In a statement issued by the central bank's Federal Open Market Committee (FOMC), the continued weakness in the economy is the key concern behind the continuation of the MBS purchasing.
‘To support a stronger economic recovery and to help ensure that inflation, over time, is at the rate most consistent with its dual mandate, the committee will continue purchasing additional agency mortgage-backed securities at a pace of $40 billion per month,’ says the FOMC. ‘The committee also will purchase longer-term Treasury securities after its program to extend the average maturity of its holdings of Treasury securities is completed at the end of the year, initially at a pace of $45 billion per month.
‘The committee is maintaining its existing policy of reinvesting principal payments from its holdings of agency debt and agency mortgage-backed securities [back into] agency mortgage-backed securities,’ the FOMC continued. ‘In January, [the committee] will resume rolling over maturing Treasury securities at auction.
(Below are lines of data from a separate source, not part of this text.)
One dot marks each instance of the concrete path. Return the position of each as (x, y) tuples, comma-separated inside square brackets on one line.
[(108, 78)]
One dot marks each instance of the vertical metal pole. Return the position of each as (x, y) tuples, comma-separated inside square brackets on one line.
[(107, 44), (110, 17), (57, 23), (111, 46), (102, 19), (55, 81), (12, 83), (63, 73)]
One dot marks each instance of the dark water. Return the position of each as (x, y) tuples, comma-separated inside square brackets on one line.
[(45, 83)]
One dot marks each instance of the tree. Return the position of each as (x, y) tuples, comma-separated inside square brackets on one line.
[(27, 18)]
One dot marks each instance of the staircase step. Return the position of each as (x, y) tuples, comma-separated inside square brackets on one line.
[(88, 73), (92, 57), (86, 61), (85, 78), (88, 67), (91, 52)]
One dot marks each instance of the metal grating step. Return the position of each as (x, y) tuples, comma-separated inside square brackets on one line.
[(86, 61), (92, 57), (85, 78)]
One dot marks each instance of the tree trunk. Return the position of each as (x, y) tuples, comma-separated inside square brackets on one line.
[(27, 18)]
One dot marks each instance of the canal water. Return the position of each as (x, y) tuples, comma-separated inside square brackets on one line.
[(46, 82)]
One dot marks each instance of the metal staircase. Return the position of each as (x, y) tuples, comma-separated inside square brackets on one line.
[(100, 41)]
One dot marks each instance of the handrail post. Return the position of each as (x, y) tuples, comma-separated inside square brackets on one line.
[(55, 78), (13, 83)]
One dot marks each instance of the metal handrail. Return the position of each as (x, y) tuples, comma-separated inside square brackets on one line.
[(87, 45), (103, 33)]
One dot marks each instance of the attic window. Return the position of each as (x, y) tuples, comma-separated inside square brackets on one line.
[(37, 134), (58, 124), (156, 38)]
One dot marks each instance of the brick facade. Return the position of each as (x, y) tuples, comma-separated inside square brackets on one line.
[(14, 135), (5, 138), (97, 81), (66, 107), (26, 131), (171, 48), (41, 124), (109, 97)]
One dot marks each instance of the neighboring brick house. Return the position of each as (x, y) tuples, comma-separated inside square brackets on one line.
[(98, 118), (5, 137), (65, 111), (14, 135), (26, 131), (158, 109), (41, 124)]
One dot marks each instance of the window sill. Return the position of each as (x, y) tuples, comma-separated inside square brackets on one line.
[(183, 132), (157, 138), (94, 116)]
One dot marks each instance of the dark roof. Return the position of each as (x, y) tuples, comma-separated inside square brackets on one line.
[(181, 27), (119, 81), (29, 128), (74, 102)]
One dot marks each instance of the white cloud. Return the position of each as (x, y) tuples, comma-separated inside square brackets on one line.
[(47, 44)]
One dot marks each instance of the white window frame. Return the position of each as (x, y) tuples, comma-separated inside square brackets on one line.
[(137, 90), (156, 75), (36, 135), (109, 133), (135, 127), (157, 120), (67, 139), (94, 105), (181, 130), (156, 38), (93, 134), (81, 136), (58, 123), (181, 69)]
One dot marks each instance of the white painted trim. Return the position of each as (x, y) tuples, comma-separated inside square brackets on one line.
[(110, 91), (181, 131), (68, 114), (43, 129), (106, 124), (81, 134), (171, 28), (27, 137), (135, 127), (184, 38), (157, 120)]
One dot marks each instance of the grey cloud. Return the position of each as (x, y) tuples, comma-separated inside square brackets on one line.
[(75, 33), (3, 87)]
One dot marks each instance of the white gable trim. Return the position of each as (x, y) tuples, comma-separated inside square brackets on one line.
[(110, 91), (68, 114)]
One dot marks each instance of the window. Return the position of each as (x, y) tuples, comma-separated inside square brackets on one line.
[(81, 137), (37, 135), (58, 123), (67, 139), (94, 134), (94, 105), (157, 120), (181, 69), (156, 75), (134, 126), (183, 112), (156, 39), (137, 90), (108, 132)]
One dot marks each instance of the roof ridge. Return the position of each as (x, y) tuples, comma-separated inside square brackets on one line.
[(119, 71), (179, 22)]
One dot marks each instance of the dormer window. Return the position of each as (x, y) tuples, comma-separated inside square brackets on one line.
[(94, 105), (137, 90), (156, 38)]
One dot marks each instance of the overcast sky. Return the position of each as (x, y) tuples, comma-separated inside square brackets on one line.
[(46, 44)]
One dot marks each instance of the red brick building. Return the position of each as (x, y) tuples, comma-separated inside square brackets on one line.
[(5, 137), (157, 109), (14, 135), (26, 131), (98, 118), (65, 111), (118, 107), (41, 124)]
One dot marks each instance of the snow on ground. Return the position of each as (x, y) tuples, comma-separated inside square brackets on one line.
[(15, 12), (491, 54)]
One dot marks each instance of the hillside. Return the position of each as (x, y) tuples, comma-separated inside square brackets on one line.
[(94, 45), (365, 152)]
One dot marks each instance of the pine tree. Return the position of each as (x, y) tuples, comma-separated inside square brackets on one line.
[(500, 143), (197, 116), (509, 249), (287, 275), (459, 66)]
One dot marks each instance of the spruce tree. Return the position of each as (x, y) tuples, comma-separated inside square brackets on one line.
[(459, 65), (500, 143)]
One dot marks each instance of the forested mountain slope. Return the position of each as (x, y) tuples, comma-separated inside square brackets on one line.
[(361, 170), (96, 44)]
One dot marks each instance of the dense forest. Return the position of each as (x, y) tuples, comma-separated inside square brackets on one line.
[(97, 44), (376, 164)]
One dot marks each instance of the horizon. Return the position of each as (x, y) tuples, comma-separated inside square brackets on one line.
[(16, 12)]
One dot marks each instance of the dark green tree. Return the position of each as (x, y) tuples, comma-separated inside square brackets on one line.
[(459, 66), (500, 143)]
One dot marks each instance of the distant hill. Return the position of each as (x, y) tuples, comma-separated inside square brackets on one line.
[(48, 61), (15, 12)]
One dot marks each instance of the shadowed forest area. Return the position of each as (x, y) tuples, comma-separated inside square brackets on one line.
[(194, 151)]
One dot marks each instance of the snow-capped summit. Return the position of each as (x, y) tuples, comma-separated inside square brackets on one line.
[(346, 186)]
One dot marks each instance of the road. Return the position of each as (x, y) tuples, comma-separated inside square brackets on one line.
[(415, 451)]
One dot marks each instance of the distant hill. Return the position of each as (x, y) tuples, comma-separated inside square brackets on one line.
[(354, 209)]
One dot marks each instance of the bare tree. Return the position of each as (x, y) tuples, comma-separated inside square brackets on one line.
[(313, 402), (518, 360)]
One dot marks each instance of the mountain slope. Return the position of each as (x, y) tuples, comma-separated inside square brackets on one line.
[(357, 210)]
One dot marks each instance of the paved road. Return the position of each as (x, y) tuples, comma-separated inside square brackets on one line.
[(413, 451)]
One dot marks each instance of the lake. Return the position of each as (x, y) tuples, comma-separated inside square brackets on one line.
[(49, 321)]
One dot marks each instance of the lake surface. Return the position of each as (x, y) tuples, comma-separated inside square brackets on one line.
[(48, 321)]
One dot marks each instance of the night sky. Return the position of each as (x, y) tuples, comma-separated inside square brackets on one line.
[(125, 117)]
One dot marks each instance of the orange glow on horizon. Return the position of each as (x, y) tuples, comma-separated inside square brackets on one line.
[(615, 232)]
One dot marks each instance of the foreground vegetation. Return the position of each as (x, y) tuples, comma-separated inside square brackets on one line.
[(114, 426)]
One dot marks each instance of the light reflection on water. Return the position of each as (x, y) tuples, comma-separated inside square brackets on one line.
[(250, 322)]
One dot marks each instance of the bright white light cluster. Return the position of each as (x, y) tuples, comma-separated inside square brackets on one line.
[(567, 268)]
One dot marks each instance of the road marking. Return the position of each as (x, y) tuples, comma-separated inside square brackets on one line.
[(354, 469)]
Taken together, these actions should maintain downward pressure on longer-term interest rates, support mortgage markets, and help to make broader financial conditions more accommodative.’
The FOMC also voted to ‘keep the target range for the federal funds rate at zero percent to 0.25 percent, and currently anticipates that this exceptionally low range for the federal funds rate will be appropriate at least as long as the unemployment rate remains above 6.5 percent, inflation between one and two years ahead is projected to be no more than a half percentage point above the committee's two percent longer-run goal, and longer-term inflation expectations continue to be well anchored.’